Isso, somado ao fato de que, na América Latina, o fechamento de escolas demorou mais do que em outras regiões, mostrou que melhorias substanciais são necessárias para adaptar os sistemas educacionais às necessidades presentes e futuras.

“No curto prazo, os efeitos na aprendizagem serão devastadores e se preveem fortes aumentos na evasão escolar e no aprofundamento das lacunas socioeconômicas existentes; principalmente para quem vem de famílias com menos recursos”, afirma Bibiam Díaz, especialista em educação no CAF. “Não só haverá quedas significativas no desenvolvimento de habilidades básicas de leitura, escrita e matemática, mas, em geral, o desenvolvimento de meninos e meninas, que, por meio da escola, também têm acesso a serviços de saúde e alimentação”, complementa Díaz.

De acordo com a especialista, o maior risco para os jovens é a evasão escolar, já que alguns alunos não voltarão à escola quando voltarem as aulas presenciais. Esses jovens em risco de desligamento precoce dos estudos formais, seja para assumir tarefas de apoio em casa ou para ingressar no trabalho, verão sua trajetória educacional interrompida, terão menos oportunidades de acesso a empregos de qualidade e, previsivelmente, terão salários mais baixos e uma renda mais baixa e vida profissional menos produtiva.

A falta de contacto com a escola, a ansiedade e o estresse gerados pela crise favorecem esta problemática que, em uma situação pré-pandêmica, explicava a taxa média de evasão escolar de quatro em cada dez jovens do ensino secundário formal. Para reaprender a dinâmica educacional e evitar agravar problemas estruturais, Ruth Custode, especialista em Educação do UNICEF, explica que “ferramentas devem ser desenvolvidas para apoiar os alunos e identificar sintomas de estresse e angústia para garantir o aprendizado. Se uma criança não se sente bem, não aprenderá bem”. A especialista também sugere que devemos continuar com modalidades mistas, e que é necessário identificar as crianças vulneráveis ??para que, juntamente com suas famílias e professores, possam participar plenamente do sistema educacional.

 

Oportunidades

Uma das muitas lições deixadas pela pandemia é a necessidade de incorporar tecnologia aos sistemas educacionais, fechando lacunas no acesso à conectividade e dispositivos para alunos nas condições mais vulneráveis , bem como? treinamento de professores para tirar o máximo proveito dessas ferramentas. Na verdade, o uso da tecnologia deve estar presente tanto na educação remota quanto na presencial.

As oportunidades, portanto, são de ressignificar os processos de ensino e aprender que a relação entre alunos e professores não é determinada apenas pela espacialidade da sala de aula, mas pela geração de ambientes educacionais flexíveis e enriquecidos.

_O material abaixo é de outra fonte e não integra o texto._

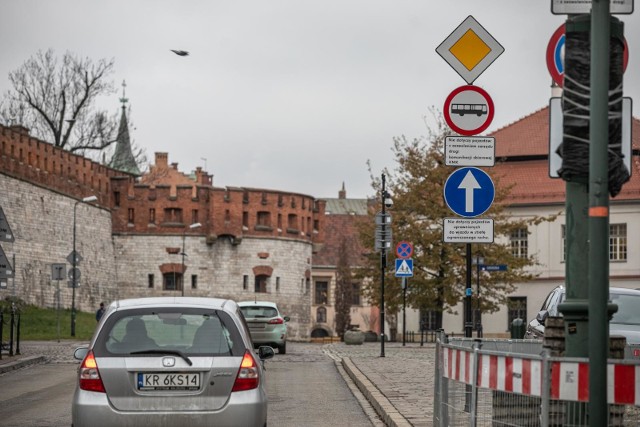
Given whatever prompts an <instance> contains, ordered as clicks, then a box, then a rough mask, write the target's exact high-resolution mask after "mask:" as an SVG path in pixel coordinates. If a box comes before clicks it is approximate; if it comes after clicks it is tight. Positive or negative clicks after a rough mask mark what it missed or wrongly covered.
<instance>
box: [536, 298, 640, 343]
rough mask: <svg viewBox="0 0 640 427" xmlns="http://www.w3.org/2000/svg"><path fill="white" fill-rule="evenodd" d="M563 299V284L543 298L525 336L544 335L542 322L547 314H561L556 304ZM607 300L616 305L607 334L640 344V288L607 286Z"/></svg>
mask: <svg viewBox="0 0 640 427" xmlns="http://www.w3.org/2000/svg"><path fill="white" fill-rule="evenodd" d="M564 299H565V288H564V286H558V287H557V288H555V289H554V290H552V291H551V292H550V293H549V295H548V296H547V298H546V299H545V301H544V303H543V304H542V307H541V308H540V311H539V312H538V314H537V315H536V317H535V319H533V320H531V321H530V322H529V324H528V325H527V332H526V333H525V336H524V337H525V338H530V339H537V338H542V337H544V322H545V320H546V319H547V317H549V316H562V313H560V311H559V310H558V305H559V304H560V303H561V302H563V301H564ZM609 300H610V301H611V302H612V303H614V304H616V305H617V306H618V311H617V312H616V313H614V314H613V317H612V318H611V321H610V322H609V335H622V336H624V337H625V338H626V339H627V344H630V345H640V290H636V289H627V288H609Z"/></svg>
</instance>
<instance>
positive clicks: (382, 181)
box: [380, 174, 387, 357]
mask: <svg viewBox="0 0 640 427" xmlns="http://www.w3.org/2000/svg"><path fill="white" fill-rule="evenodd" d="M385 178H386V177H385V175H384V174H382V194H381V195H382V218H383V221H382V241H383V245H382V248H381V250H380V357H384V268H385V266H386V265H387V245H386V238H387V236H386V226H387V225H386V221H385V220H384V218H385V215H386V213H385V210H384V209H385V198H386V193H387V191H386V189H385Z"/></svg>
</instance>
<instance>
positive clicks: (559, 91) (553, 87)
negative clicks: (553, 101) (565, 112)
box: [551, 80, 562, 98]
mask: <svg viewBox="0 0 640 427" xmlns="http://www.w3.org/2000/svg"><path fill="white" fill-rule="evenodd" d="M551 97H552V98H560V97H562V88H561V87H560V86H558V83H556V82H555V81H554V80H551Z"/></svg>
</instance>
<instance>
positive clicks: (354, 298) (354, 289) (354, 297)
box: [351, 283, 360, 305]
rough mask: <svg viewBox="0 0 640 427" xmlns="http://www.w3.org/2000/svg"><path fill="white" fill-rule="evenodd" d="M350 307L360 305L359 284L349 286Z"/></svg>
mask: <svg viewBox="0 0 640 427" xmlns="http://www.w3.org/2000/svg"><path fill="white" fill-rule="evenodd" d="M351 305H360V284H359V283H353V284H351Z"/></svg>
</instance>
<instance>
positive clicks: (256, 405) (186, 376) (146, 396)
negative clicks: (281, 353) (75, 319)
mask: <svg viewBox="0 0 640 427" xmlns="http://www.w3.org/2000/svg"><path fill="white" fill-rule="evenodd" d="M256 353H257V356H256ZM273 355H274V351H273V349H272V348H271V347H268V346H263V347H260V348H259V350H258V351H257V352H255V351H254V349H253V347H252V342H251V337H250V336H249V331H248V329H247V326H246V324H245V322H244V319H243V317H242V314H241V312H240V309H239V308H238V306H237V304H236V303H235V302H234V301H231V300H223V299H214V298H140V299H130V300H121V301H116V302H114V303H112V304H111V305H110V307H109V309H108V310H107V312H106V313H105V314H104V317H103V319H102V320H101V322H100V323H99V324H98V327H97V329H96V331H95V333H94V335H93V337H92V339H91V342H90V344H89V346H88V347H80V348H78V349H76V351H75V353H74V357H75V358H76V359H78V360H82V363H81V364H80V367H79V369H78V383H77V386H76V391H75V394H74V396H73V401H72V425H73V426H75V427H81V426H93V427H96V426H115V425H127V426H177V425H181V426H189V427H196V426H211V425H216V426H223V425H224V426H239V425H243V426H244V425H246V426H259V427H262V426H265V425H266V422H267V395H266V387H265V384H264V368H263V361H264V360H265V359H269V358H271V357H273Z"/></svg>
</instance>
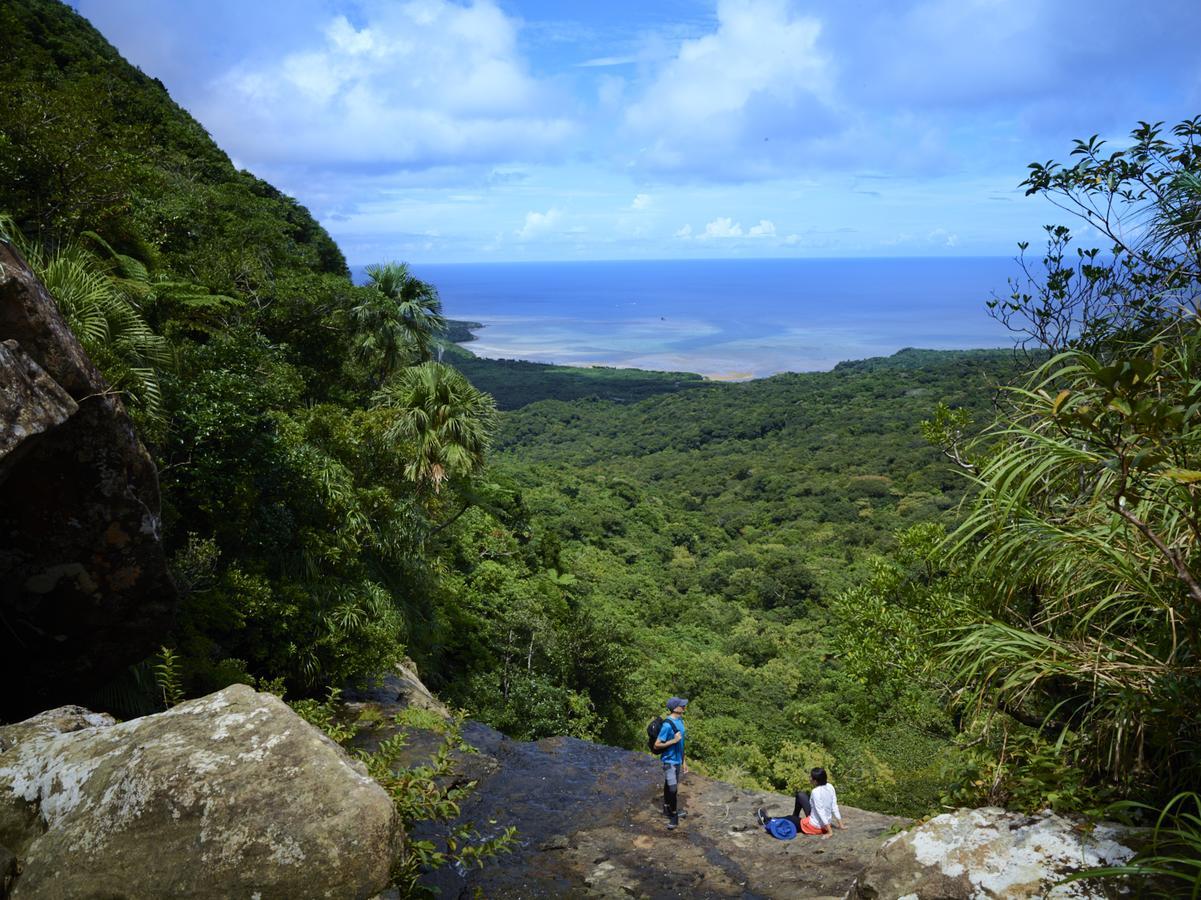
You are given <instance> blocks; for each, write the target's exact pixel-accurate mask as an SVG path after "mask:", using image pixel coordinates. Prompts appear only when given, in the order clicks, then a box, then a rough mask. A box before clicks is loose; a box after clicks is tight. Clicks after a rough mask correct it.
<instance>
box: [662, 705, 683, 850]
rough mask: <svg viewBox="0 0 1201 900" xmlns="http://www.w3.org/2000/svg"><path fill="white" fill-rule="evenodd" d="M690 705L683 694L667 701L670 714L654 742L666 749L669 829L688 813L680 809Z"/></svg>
mask: <svg viewBox="0 0 1201 900" xmlns="http://www.w3.org/2000/svg"><path fill="white" fill-rule="evenodd" d="M687 705H688V701H687V699H685V698H683V697H673V698H671V699H669V701H668V713H670V714H671V715H669V716H668V717H667V719H664V720H663V727H662V728H659V737H658V740H656V741H655V749H656V750H662V751H663V756H662V759H663V812H664V813H665V815H667V816H668V828H679V827H680V816H681V815H685V813H681V812H680V806H679V798H680V776H681V775H683V774H685V773H687V771H688V767H687V765H686V764H685V762H683V738H685V731H686V729H685V727H683V711H685V708H687Z"/></svg>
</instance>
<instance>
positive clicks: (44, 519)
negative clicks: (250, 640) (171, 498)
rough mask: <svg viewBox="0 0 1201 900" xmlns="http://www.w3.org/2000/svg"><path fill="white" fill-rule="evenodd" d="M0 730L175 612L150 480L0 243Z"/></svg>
mask: <svg viewBox="0 0 1201 900" xmlns="http://www.w3.org/2000/svg"><path fill="white" fill-rule="evenodd" d="M0 342H2V344H0V347H2V348H0V394H2V395H4V400H0V621H2V622H4V627H0V681H2V684H4V685H5V690H4V691H2V692H0V721H4V720H10V721H11V720H14V719H20V717H24V716H28V715H30V714H32V713H36V711H37V710H41V709H46V708H48V707H55V705H60V704H62V703H71V702H78V701H80V699H82V698H85V697H88V696H90V693H91V692H94V691H95V690H96V687H97V686H100V685H102V684H103V683H104V681H107V680H109V679H110V678H112V677H114V675H115V674H116V673H119V672H120V670H121V669H124V668H125V667H126V666H129V664H130V663H133V662H137V661H138V660H143V658H145V657H147V656H149V655H150V654H151V652H153V651H154V649H155V648H156V646H157V645H159V644H160V643H161V642H162V639H163V636H165V634H166V633H167V630H168V628H169V626H171V622H172V618H173V614H174V609H175V603H177V594H175V588H174V585H173V584H172V582H171V577H169V574H168V572H167V564H166V559H165V556H163V550H162V544H161V542H160V536H159V477H157V472H156V471H155V467H154V464H153V463H151V460H150V457H149V454H148V453H147V451H145V448H144V447H143V446H142V443H141V441H139V440H138V437H137V435H136V434H135V430H133V424H132V423H131V422H130V418H129V416H127V415H126V413H125V410H124V407H123V406H121V403H120V400H119V399H118V398H116V397H115V395H114V394H113V393H112V391H109V388H108V385H107V383H106V382H104V380H103V377H102V376H101V374H100V371H98V370H97V369H96V366H95V365H92V363H91V360H90V359H88V356H86V354H85V353H84V351H83V347H80V346H79V342H78V341H77V340H76V339H74V335H73V334H71V330H70V329H68V328H67V326H66V323H65V322H64V321H62V317H61V316H60V315H59V311H58V308H56V306H55V305H54V300H53V299H52V298H50V297H49V294H48V293H47V292H46V288H44V287H43V286H42V285H41V282H38V280H37V279H36V278H35V276H34V274H32V272H30V269H29V267H28V266H26V264H25V262H24V261H23V260H22V258H20V256H19V255H18V254H17V252H16V251H14V250H13V249H12V246H11V245H8V244H6V243H4V242H0Z"/></svg>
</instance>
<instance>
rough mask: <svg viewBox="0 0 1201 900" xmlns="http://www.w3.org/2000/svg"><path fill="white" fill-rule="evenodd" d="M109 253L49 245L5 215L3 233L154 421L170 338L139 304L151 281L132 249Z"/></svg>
mask: <svg viewBox="0 0 1201 900" xmlns="http://www.w3.org/2000/svg"><path fill="white" fill-rule="evenodd" d="M92 238H94V239H95V240H96V243H97V245H98V246H101V248H103V249H106V250H108V251H109V255H108V256H107V258H103V257H101V256H100V255H97V254H95V252H92V251H91V250H89V249H88V248H86V246H84V245H83V244H82V243H79V242H68V243H64V244H60V245H59V246H58V249H56V250H54V251H48V250H46V249H44V246H43V245H41V244H38V243H36V242H32V240H29V239H26V238H25V237H24V236H23V234H22V233H20V232H19V231H18V230H17V226H16V225H14V223H13V221H12V219H11V217H8V216H7V215H4V214H0V239H6V240H11V242H12V243H13V244H14V245H16V246H17V248H18V249H19V250H20V252H22V255H24V257H25V260H26V261H28V262H29V264H30V268H32V269H34V273H35V274H36V275H37V278H38V279H40V280H41V281H42V284H43V285H44V286H46V290H47V291H49V293H50V297H53V298H54V303H55V305H56V306H58V309H59V312H61V314H62V318H64V320H66V323H67V326H68V327H70V328H71V330H72V333H74V335H76V338H78V339H79V342H80V344H82V345H83V348H84V350H85V351H86V352H88V356H89V357H91V359H92V362H95V363H96V365H97V366H98V368H100V370H101V371H102V372H103V374H104V379H106V380H107V381H108V383H109V385H110V386H112V388H113V389H114V391H116V392H119V393H121V394H123V397H124V398H125V400H126V403H127V404H129V406H130V409H131V411H132V412H133V415H135V417H136V418H137V419H138V421H139V424H142V425H143V427H145V425H154V424H157V423H159V422H160V421H161V416H162V392H161V388H160V385H159V372H160V370H162V369H165V368H167V366H168V365H171V362H172V354H171V348H169V347H168V345H167V341H166V340H163V338H162V336H161V335H159V334H155V332H154V330H153V329H151V328H150V326H149V323H148V322H147V320H145V316H144V314H143V311H142V308H141V305H139V303H138V300H139V297H138V294H141V293H143V291H142V287H143V286H144V285H145V284H147V273H145V268H144V267H142V266H141V264H139V263H138V262H137V261H136V260H132V258H130V257H127V256H120V255H116V254H112V252H110V251H112V249H110V248H108V246H107V244H103V242H102V240H100V239H98V238H95V236H92Z"/></svg>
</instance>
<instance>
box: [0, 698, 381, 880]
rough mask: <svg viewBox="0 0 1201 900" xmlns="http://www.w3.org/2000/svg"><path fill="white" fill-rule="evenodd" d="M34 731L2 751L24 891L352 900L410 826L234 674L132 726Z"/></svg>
mask: <svg viewBox="0 0 1201 900" xmlns="http://www.w3.org/2000/svg"><path fill="white" fill-rule="evenodd" d="M66 719H67V720H68V721H70V720H72V719H74V714H68V715H67V716H66ZM38 732H40V733H38ZM23 734H24V737H22V739H20V740H19V741H18V743H17V744H16V746H14V747H13V749H11V750H8V751H7V752H5V753H2V755H0V845H2V846H5V847H8V848H10V850H11V851H14V852H16V854H17V857H18V858H19V862H20V865H22V874H20V876H19V877H18V878H17V881H16V884H14V887H13V890H12V898H13V900H25V899H26V898H41V896H54V898H62V899H64V900H71V899H72V898H95V896H120V898H124V899H125V900H141V899H142V898H145V899H147V900H150V899H151V898H163V896H187V898H233V896H239V898H251V896H256V895H257V896H259V898H262V900H268V899H269V898H337V899H339V900H341V899H342V898H370V896H375V895H376V894H378V893H380V892H381V890H383V889H384V888H386V887H387V886H388V882H389V871H390V866H392V863H393V860H394V859H395V853H396V851H398V848H399V840H400V833H399V826H398V818H396V813H395V810H394V807H393V804H392V801H390V799H389V798H388V795H387V793H386V792H384V791H383V788H381V787H380V786H378V785H377V783H376V782H375V781H372V780H371V779H370V777H368V776H366V774H365V771H364V770H363V768H362V765H357V764H354V763H352V761H351V758H349V757H348V756H347V755H346V753H345V752H343V751H342V749H341V747H339V746H337V745H336V744H334V743H333V741H331V740H329V739H328V738H327V737H325V735H323V734H322V733H321V732H318V731H317V729H315V728H312V727H311V726H309V725H307V723H305V722H304V721H303V720H300V719H299V717H298V716H297V715H295V714H294V713H292V710H291V709H288V708H287V705H286V704H283V703H282V702H281V701H279V699H277V698H276V697H273V696H271V695H265V693H256V692H255V691H253V690H251V689H250V687H246V686H244V685H234V686H232V687H228V689H226V690H223V691H221V692H219V693H214V695H210V696H209V697H204V698H201V699H197V701H190V702H187V703H183V704H180V705H178V707H175V708H174V709H171V710H168V711H166V713H160V714H157V715H153V716H147V717H144V719H136V720H132V721H129V722H123V723H120V725H108V726H98V727H85V728H82V729H79V731H68V732H66V733H53V727H52V728H49V729H47V728H46V727H44V722H43V725H42V726H37V727H35V728H32V729H30V728H26V729H25V731H24V732H23ZM30 812H32V816H30Z"/></svg>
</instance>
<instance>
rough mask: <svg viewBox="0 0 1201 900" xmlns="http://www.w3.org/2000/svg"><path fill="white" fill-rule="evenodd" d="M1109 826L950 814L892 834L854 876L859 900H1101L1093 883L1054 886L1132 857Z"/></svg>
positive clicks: (959, 812)
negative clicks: (1053, 898) (855, 880)
mask: <svg viewBox="0 0 1201 900" xmlns="http://www.w3.org/2000/svg"><path fill="white" fill-rule="evenodd" d="M1129 839H1130V835H1129V834H1128V833H1125V832H1123V830H1119V829H1118V828H1117V827H1116V826H1111V824H1099V826H1095V827H1092V828H1086V827H1082V826H1081V824H1078V823H1074V822H1071V821H1069V819H1065V818H1063V817H1060V816H1057V815H1054V813H1052V812H1050V811H1047V812H1044V813H1040V815H1036V816H1024V815H1021V813H1016V812H1008V811H1005V810H1002V809H996V807H986V809H980V810H956V811H955V812H948V813H945V815H942V816H937V817H934V818H932V819H930V821H928V822H926V823H924V824H922V826H921V827H919V828H914V829H912V830H909V832H906V833H903V834H901V835H897V836H896V838H894V839H892V840H891V841H889V842H888V844H886V845H884V847H883V848H882V850H880V852H879V854H878V856H877V857H876V859H874V860H873V862H872V864H871V865H870V866H868V868H867V870H866V871H865V872H864V874H862V875H861V876H860V877H859V880H858V882H856V884H855V888H854V890H852V893H850V896H852V898H853V899H858V900H890V899H894V898H902V896H912V898H939V900H992V899H993V898H1005V900H1023V899H1024V898H1032V899H1033V898H1064V899H1065V898H1107V896H1116V895H1117V894H1113V893H1112V890H1113V888H1112V887H1107V886H1104V884H1100V883H1098V882H1094V881H1076V882H1070V883H1066V884H1059V886H1058V887H1057V883H1058V882H1060V881H1062V880H1063V878H1065V877H1068V876H1069V875H1072V874H1075V872H1080V871H1082V870H1085V869H1092V868H1099V866H1107V865H1121V864H1122V863H1125V862H1127V860H1129V859H1130V857H1133V856H1134V850H1131V848H1130V847H1129V846H1127V844H1129Z"/></svg>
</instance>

Isso implica, entre outros, o uso de recursos virtuais e interativos, e requer esforços adicionais dos países para desenvolver as capacidades de professores e escolas.

Outra oportunidade é reformular a relação escola-comunidade, dando maior autonomia às escolas a partir da oferta das ferramentas necessárias para que os diretores possam exercer sua liderança pedagógica. Paralelamente, os governos latino-americanos deverão investir de forma mais eficiente na melhoria da qualidade dos sistemas educacionais. Neste contexto, devemos ter em mente que o último relatório PISA coloca os nove países latino-americanos avaliados abaixo da média dos países da OCDE.